Calculate `Delta_(r)G^(@)` for the reaction :
`Mg(s)+Cu^(2+)(aq) to Mg^(2+)(aq)+Cu(s)`
[Given `E_(cell)^(@)=+2.71" V ", 1F=96500" C "`]

To calculate the standard Gibbs free energy change (ΔG°) for the reaction: \[ \text{Mg(s)} + \text{Cu}^{2+}(aq) \rightarrow \text{Mg}^{2+}(aq) + \text{Cu(s)} \] we can use the relationship between Gibbs free energy change and cell potential: \[ \Delta G° = -nFE°_{cell} \] Where: - \( n \) = number of moles of electrons transferred in the reaction - \( F \) = Faraday's constant (\( 96500 \, C/mol \)) - \( E°_{cell} \) = standard cell potential (given as \( +2.71 \, V \)) ### Step-by-Step Solution: 1. **Identify the number of electrons transferred (n)**: In the given reaction, magnesium (Mg) is oxidized to magnesium ions (Mg²⁺) and copper ions (Cu²⁺) are reduced to copper (Cu).

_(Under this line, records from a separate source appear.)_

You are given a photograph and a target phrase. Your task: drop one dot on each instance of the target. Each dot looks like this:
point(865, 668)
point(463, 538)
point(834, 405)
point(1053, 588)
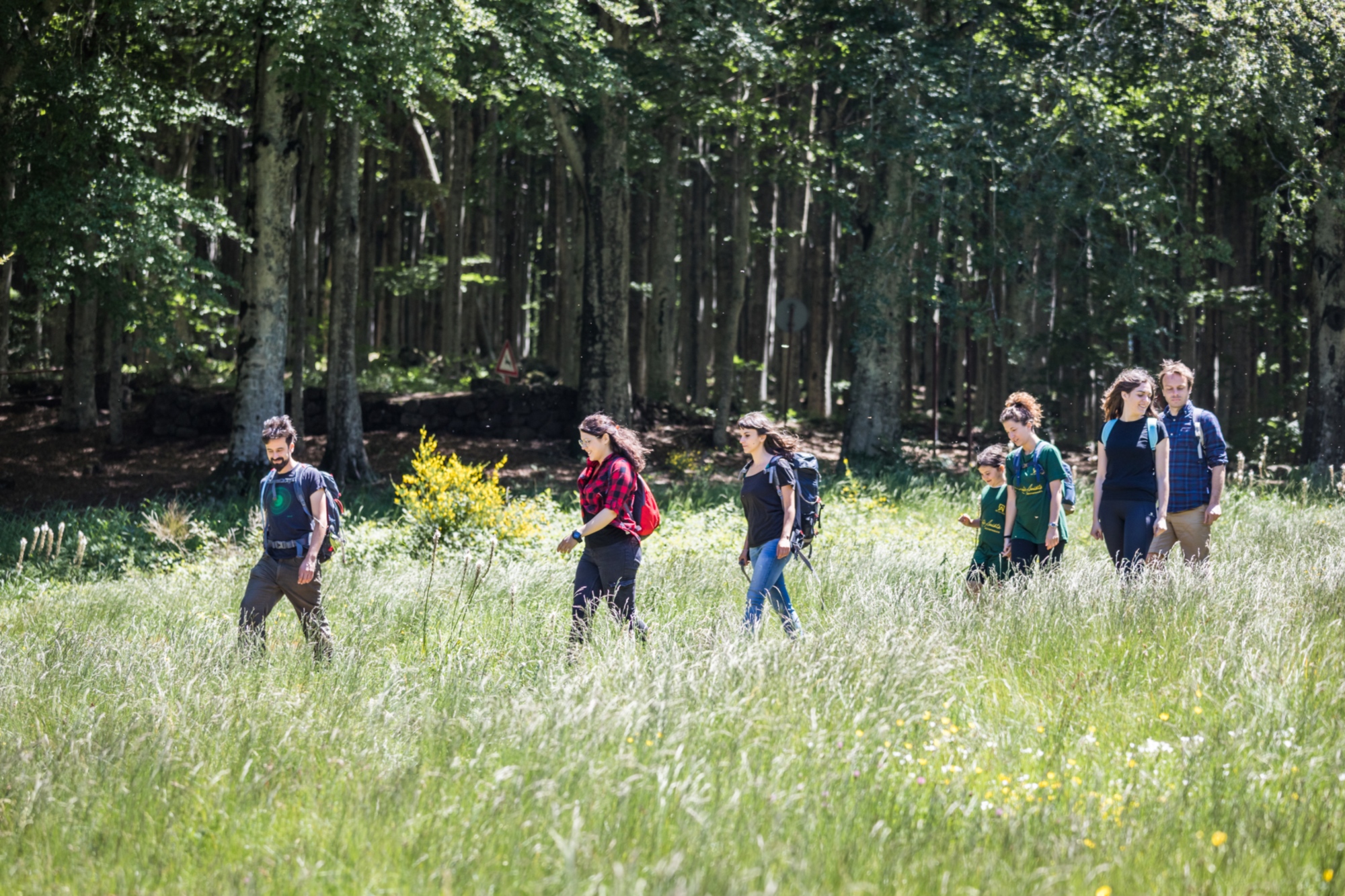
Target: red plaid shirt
point(610, 485)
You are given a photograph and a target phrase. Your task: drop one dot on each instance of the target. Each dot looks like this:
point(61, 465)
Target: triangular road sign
point(506, 366)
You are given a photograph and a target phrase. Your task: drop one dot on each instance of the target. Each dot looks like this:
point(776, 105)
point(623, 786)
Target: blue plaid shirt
point(1188, 473)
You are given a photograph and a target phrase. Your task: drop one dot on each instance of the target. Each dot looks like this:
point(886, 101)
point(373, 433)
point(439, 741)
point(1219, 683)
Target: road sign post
point(508, 365)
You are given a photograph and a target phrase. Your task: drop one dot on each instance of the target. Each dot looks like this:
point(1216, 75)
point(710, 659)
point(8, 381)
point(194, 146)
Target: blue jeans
point(769, 583)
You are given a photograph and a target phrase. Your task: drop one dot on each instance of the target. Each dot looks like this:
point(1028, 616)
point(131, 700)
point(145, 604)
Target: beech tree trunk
point(727, 333)
point(264, 309)
point(661, 339)
point(116, 353)
point(1327, 291)
point(6, 284)
point(299, 291)
point(346, 458)
point(6, 276)
point(874, 424)
point(605, 360)
point(79, 411)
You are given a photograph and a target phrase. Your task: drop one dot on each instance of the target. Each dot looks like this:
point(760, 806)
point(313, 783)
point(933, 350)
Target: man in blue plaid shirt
point(1196, 463)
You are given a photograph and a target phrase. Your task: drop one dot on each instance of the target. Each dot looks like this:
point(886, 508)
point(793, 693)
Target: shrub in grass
point(463, 501)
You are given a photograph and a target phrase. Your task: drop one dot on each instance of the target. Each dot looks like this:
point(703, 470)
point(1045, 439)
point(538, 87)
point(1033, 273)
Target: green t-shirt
point(992, 540)
point(1032, 493)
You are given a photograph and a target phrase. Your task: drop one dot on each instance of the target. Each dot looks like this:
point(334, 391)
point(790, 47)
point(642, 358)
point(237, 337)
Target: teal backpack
point(1153, 432)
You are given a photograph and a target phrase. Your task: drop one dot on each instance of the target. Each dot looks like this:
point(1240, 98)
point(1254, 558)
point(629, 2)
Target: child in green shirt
point(988, 563)
point(1035, 516)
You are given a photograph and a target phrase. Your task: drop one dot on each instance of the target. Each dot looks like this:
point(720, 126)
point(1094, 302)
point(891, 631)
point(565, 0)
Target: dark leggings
point(1129, 528)
point(607, 572)
point(1023, 552)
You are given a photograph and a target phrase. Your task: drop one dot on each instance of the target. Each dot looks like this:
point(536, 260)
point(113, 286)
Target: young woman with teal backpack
point(1130, 494)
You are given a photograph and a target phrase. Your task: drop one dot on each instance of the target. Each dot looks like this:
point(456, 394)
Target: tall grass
point(1056, 736)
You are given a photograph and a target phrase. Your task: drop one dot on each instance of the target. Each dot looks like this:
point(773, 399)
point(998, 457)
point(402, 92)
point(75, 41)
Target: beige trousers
point(1191, 530)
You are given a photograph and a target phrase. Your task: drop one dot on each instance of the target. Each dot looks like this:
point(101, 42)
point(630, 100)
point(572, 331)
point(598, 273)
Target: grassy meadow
point(1063, 735)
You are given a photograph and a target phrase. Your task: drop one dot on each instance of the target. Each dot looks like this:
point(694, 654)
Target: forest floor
point(40, 463)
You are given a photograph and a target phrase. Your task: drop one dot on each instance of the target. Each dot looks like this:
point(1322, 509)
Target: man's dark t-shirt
point(286, 518)
point(1132, 464)
point(762, 502)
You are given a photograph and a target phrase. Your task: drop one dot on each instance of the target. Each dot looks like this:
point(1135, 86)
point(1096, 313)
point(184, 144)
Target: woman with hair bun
point(613, 545)
point(769, 483)
point(1034, 518)
point(1130, 494)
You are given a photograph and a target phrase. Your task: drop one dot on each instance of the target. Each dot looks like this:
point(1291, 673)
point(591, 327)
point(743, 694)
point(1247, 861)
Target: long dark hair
point(625, 443)
point(778, 439)
point(1125, 384)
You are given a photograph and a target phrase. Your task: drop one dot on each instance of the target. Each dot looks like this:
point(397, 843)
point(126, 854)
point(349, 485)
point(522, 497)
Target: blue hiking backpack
point(1152, 424)
point(808, 503)
point(334, 513)
point(1067, 489)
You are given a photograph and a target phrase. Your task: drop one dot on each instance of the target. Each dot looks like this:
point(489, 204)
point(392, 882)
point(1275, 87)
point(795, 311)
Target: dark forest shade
point(968, 204)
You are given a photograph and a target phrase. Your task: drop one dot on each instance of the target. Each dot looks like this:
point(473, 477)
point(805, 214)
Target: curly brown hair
point(279, 427)
point(1125, 384)
point(778, 439)
point(625, 442)
point(1022, 408)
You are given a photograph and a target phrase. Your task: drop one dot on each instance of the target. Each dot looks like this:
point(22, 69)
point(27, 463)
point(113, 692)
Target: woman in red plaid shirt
point(613, 548)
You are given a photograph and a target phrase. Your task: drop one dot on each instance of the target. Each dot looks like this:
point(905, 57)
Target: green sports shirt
point(1032, 493)
point(992, 538)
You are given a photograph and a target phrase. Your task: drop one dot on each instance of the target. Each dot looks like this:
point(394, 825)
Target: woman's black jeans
point(607, 572)
point(1128, 526)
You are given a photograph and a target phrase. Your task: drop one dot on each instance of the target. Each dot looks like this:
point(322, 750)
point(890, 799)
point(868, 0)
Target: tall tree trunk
point(458, 157)
point(661, 335)
point(874, 423)
point(346, 458)
point(773, 296)
point(264, 311)
point(691, 243)
point(570, 263)
point(116, 353)
point(707, 261)
point(727, 334)
point(6, 274)
point(605, 360)
point(1327, 291)
point(641, 210)
point(299, 292)
point(79, 411)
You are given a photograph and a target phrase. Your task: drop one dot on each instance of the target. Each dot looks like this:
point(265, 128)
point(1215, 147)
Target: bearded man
point(295, 505)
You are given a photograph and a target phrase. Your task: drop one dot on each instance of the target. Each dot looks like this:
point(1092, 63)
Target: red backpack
point(646, 513)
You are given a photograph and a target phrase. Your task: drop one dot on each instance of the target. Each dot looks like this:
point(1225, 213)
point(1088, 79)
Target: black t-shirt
point(1132, 466)
point(762, 501)
point(286, 518)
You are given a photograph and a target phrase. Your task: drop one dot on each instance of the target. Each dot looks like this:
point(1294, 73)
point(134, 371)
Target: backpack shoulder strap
point(309, 512)
point(1200, 431)
point(262, 499)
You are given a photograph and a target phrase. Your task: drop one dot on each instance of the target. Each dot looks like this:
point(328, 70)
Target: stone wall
point(489, 409)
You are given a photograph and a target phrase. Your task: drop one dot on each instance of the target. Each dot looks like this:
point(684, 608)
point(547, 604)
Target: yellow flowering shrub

Each magnesium atom loses 2 electrons, and each copper ion gains 2 electrons. Therefore, the number of electrons transferred, \( n \), is 2. **Hint**: Look at the oxidation states of the reactants and products to determine how many electrons are involved. 2. **Use Faraday's constant (F)**: The value of Faraday's constant is given as \( F = 96500 \, C/mol \). **Hint**: Remember that Faraday's constant relates the amount of electric charge per mole of electrons. 3. **Substitute the values into the equation**: Now, we can substitute the values into the equation: \[ \Delta G° = -nFE°_{cell} \] Substituting \( n = 2 \), \( F = 96500 \, C/mol \), and \( E°_{cell} = 2.71 \, V \): \[ \Delta G° = -2 \times 96500 \, C/mol \times 2.71 \, V \] 4. **Calculate ΔG°**: Performing the calculation: \[ \Delta G° = -2 \times 96500 \times 2.71 = -524,830 \, J \] Converting to kilojoules: \[ \Delta G° = -524.83 \, kJ \] 5. **Final result**: Rounding to three significant figures, we get: \[ \Delta G° \approx -525 \, kJ \] ### Final Answer: \[ \Delta G° \approx -525 \, kJ \]